Das Europaparlament diskutiert erneut über die hoch umstrittene Reform des europäischen Urheberrechts. Nachdem die Parlamentarier die ursprünglichen Pläne im Juli zurückgewiesen haben, debattieren sie am Dienstag (16.00 Uhr) über mögliche Kompromissvorschläge. Einen Tag später stimmen sie dann über eine gemeinsame Position ab. Besonders kontrovers sind zwei mögliche Neuerungen: Die Einführung des Leistungsschutzrechts für Verleger sowie sogenannter Upload-Filter bei Plattformen wie YouTube.

Im Juli hatten die Parlamentarier den Vorschlag des Berichterstatters Axel Voss (CDU) mit knapper Mehrheit zurückgewiesen. Die damals geplanten Regeln sahen vor, dass Online-Plattformen wie YouTube künftig schon während des Hochladens der Inhalte hätten prüfen müssen, ob diese urheberrechtlich geschützt sind. Technisch möglich wäre das mit den Upload-Filtern. Außerdem war die Einführung des sogenannten Leistungsschutzrechts geplant. Danach sollten Plattformen wie Google künftig nicht mehr ohne Weiteres Überschriften oder Ausschnitte von Pressetexten anzeigen dürfen. Sie bräuchten eine Erlaubnis der Verlage und müssten gegebenenfalls dafür zahlen.

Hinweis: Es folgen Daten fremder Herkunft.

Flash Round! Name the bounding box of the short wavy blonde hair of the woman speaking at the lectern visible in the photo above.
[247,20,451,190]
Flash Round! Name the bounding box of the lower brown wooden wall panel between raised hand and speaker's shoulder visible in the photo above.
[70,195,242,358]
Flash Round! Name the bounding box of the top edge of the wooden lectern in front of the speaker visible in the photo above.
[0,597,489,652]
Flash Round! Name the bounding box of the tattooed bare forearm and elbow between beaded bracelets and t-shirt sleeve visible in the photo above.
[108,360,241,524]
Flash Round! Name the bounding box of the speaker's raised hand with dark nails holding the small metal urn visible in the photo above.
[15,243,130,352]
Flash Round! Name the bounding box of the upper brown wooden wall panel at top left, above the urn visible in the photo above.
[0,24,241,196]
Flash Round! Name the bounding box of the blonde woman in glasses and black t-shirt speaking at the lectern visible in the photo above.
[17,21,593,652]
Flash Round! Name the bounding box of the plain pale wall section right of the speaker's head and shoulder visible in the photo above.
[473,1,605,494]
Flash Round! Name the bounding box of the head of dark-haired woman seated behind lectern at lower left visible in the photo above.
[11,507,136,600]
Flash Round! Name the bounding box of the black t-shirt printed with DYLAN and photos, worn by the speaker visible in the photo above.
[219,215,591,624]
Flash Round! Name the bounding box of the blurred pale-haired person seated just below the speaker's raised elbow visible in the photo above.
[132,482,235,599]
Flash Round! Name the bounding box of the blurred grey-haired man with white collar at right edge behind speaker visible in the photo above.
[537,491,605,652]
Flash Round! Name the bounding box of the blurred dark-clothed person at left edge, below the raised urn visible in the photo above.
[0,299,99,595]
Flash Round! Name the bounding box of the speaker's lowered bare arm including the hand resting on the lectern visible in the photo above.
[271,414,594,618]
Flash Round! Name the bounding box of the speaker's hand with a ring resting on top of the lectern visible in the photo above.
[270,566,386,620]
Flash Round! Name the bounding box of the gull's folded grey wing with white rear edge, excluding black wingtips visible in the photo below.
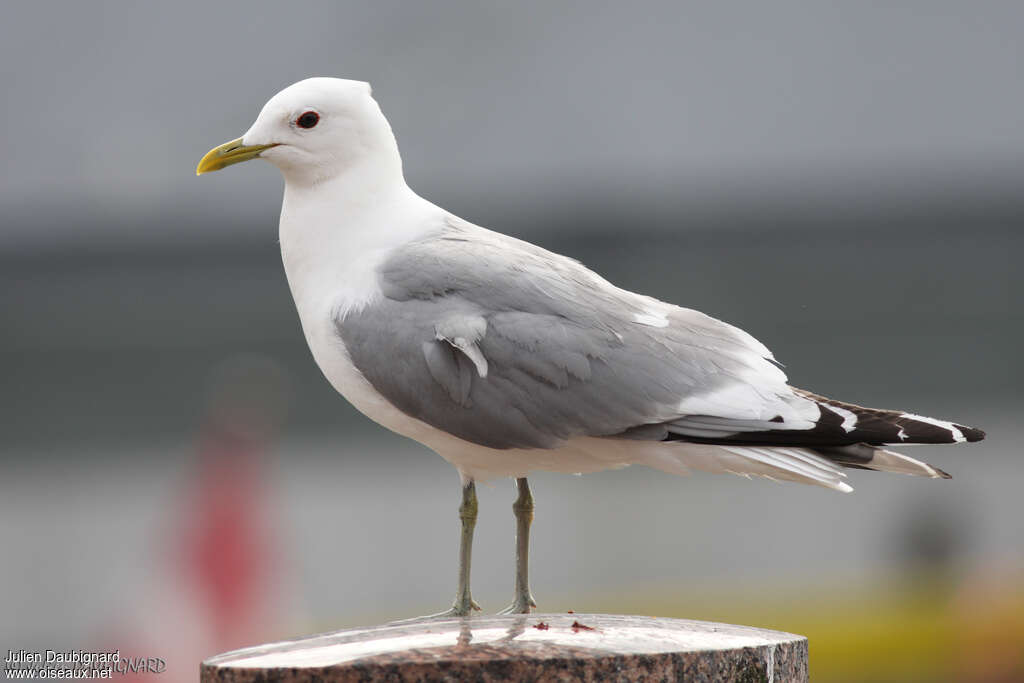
[337,223,816,449]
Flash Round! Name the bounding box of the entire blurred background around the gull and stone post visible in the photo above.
[0,0,1024,681]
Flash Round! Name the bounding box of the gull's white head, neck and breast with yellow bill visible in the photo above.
[197,78,446,382]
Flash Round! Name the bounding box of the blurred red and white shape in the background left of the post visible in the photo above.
[101,356,292,683]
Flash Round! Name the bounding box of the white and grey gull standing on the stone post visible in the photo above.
[197,78,984,616]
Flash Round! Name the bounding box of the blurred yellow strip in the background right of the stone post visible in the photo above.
[589,577,1024,683]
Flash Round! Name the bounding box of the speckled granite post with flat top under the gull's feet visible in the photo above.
[202,614,807,683]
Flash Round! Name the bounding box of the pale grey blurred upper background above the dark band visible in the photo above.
[0,0,1024,248]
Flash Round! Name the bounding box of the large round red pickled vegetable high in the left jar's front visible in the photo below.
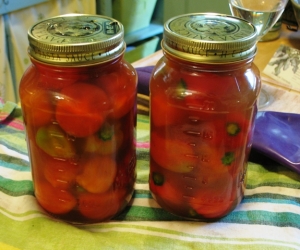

Zeitungsverlage, Autoren, Plattenfirmen und andere Rechteinhaber sollten durch die neuen Urheberrechts-Vorschriften fairer für ihre Leistung entlohnt werden. Kritiker sehen durch die Vorschläge das freie Internet bedroht. Sollte das Parlament eine gemeinsame Position finden, muss es noch mit den EU-Staaten darüber verhandeln.